Treating MS with cell and gene
The number and type of therapies we have for treating MS is continually growing. In the future, it may be possible to treat MS with cell-based therapies. In this method, specialised cells grown in the laboratory would be injected or transplanted into a person with MS, where they would release chemicals that can help fight the disease.
One of the major obstacles with cell-based therapies is controlling the growth of the cells once they are transplanted into a person. As these cells are similar to stem cells, they have the potential to grow into tumours and other unwanted growths. Dr Andras Nagy from the Australian Regenerative Medicine Institute, has developed a patented way to prevent this uncontrolled growth. In this incubator grant, Dr Natalie Payne from Monash University, will be adapting these cells to develop a potential therapy for MS.
Dr Payne is investigating a chemical called IL-1Beta that is released by cells in the immune system. This chemical has been associated with the initiation and maintenance of chronic or long lasting neuroinflammation, damage to the neurons, and demyelination, all of which result in the neurological symptoms of MS.

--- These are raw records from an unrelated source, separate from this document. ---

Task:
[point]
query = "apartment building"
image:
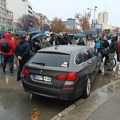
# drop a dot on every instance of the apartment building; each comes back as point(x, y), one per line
point(20, 8)
point(6, 16)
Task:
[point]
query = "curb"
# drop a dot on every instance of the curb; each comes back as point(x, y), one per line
point(74, 105)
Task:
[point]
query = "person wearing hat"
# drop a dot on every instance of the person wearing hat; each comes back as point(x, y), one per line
point(22, 53)
point(104, 47)
point(44, 43)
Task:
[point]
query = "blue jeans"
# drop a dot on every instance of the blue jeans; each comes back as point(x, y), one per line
point(1, 59)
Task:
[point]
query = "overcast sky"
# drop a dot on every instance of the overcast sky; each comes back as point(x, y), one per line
point(68, 8)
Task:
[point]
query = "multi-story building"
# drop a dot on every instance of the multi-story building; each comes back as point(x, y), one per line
point(6, 16)
point(44, 23)
point(20, 8)
point(71, 23)
point(103, 18)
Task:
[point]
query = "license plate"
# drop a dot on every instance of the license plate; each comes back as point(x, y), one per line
point(42, 78)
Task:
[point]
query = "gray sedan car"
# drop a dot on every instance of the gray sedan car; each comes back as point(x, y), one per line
point(63, 72)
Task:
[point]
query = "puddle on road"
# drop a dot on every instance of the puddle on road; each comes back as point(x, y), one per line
point(35, 114)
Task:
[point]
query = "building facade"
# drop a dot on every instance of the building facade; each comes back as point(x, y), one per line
point(71, 23)
point(103, 18)
point(6, 16)
point(20, 8)
point(44, 23)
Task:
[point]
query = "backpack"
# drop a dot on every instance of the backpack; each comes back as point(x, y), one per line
point(5, 47)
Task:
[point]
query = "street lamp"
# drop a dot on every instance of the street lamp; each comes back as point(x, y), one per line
point(94, 9)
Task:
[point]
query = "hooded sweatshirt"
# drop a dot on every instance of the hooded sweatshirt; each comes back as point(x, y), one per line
point(7, 37)
point(23, 49)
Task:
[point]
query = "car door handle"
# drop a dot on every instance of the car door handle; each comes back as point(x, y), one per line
point(89, 62)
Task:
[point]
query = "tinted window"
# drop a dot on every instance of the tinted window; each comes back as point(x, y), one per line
point(78, 59)
point(51, 59)
point(87, 54)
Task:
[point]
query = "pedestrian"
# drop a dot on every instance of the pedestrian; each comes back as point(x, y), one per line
point(104, 47)
point(118, 50)
point(111, 53)
point(22, 53)
point(7, 47)
point(44, 43)
point(81, 42)
point(91, 44)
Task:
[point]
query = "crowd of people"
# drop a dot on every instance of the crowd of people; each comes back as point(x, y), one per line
point(20, 48)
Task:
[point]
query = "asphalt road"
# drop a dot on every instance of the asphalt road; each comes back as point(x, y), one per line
point(15, 103)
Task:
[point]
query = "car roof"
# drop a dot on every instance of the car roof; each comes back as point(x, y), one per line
point(63, 48)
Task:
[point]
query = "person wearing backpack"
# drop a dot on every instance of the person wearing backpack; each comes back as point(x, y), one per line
point(7, 47)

Dr Payne aims to create cells that will release a chemical that binds to IL-1Beta, thereby preventing it from initiating the pathway that leads to damages to the neuronal tissues. Dr Payne will then transplant these cells into a laboratory model of MS, and determine if they can prevent neuroinflammation and demyelination.
This clinically relevant project will determine if this approach can limit key steps in the pathway to tissue destruction, but also validate that cell-based therapies for MS are a feasible option.